Reputation: 191
I have a list with inconsistently placed quotations in Python, and I am trying to eliminate them. Something like the below works fine if there is only one set of double quotes per line in the csv file, but it gets thrown off if there are multiple sets (such as the fourth line (third line of data after the header)

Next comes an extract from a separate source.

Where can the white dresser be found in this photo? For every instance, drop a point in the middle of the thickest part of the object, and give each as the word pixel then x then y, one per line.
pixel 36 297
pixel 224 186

I have tried a number of different methods, but I always seem to end up with the elements combined incorrectly.
Sample csv:
First,Nickname,Last,Sport
Bill,Bats,Smith,Baseball
Tom,Kicks,Johnson,Soccer
"John,"Footy",Jacobsen,Football"
Mike,"Mikey",Jones,Basketball
My Code:
import csv
with open('fake.csv', mode='r', encoding = 'utf-8') as infile:
reader = csv.reader(infile)
for line in reader:
if len(line) <4:
for i in range(0,len(line)):
line[i].strip('"')
line[i].replace('"', '')
print(line)
print(line[0] + line[2])
Desired output:
['First', 'Nickname', 'Last', 'Sport']
FirstLast
['Bill', 'Bats', 'Smith', 'Baseball']
BillSmith
['Tom', 'Kicks', 'Johnson', 'Soccer']
TomJohnson
['John','Footy', 'Jacobsen', 'Football']
JohnJacobsen
['Mike', 'Mikey', 'Jones', 'Basketball']
MikeJones
My Output:
['First', 'Nickname', 'Last', 'Sport']
FirstLast
['Bill', 'Bats', 'Smith', 'Baseball']
BillSmith
['Tom', 'Kicks', 'Johnson', 'Soccer']
TomJohnson
['John,Footy"', 'Jacobsen', 'Football"']
John,Footy"Football"
['Mike', 'Mikey', 'Jones', 'Basketball']
MikeJones
Any help would be appreciated
Upvotes: 0
Views: 558
Reputation: 37319
The reader will be expecting the quote characters to wrap entries that contain your delimiter, so it's working as expected. If your input contains unbalanced or inaccurate quoting, as in this example, one option is to tell the reader not to treat quotes specially at all:
reader = csv.reader(infile, quoting=csv.QUOTE_NONE)
You'd then have to process quotes yourself, so this is not the best choice if your input is consistently quoted.
Upvotes: 2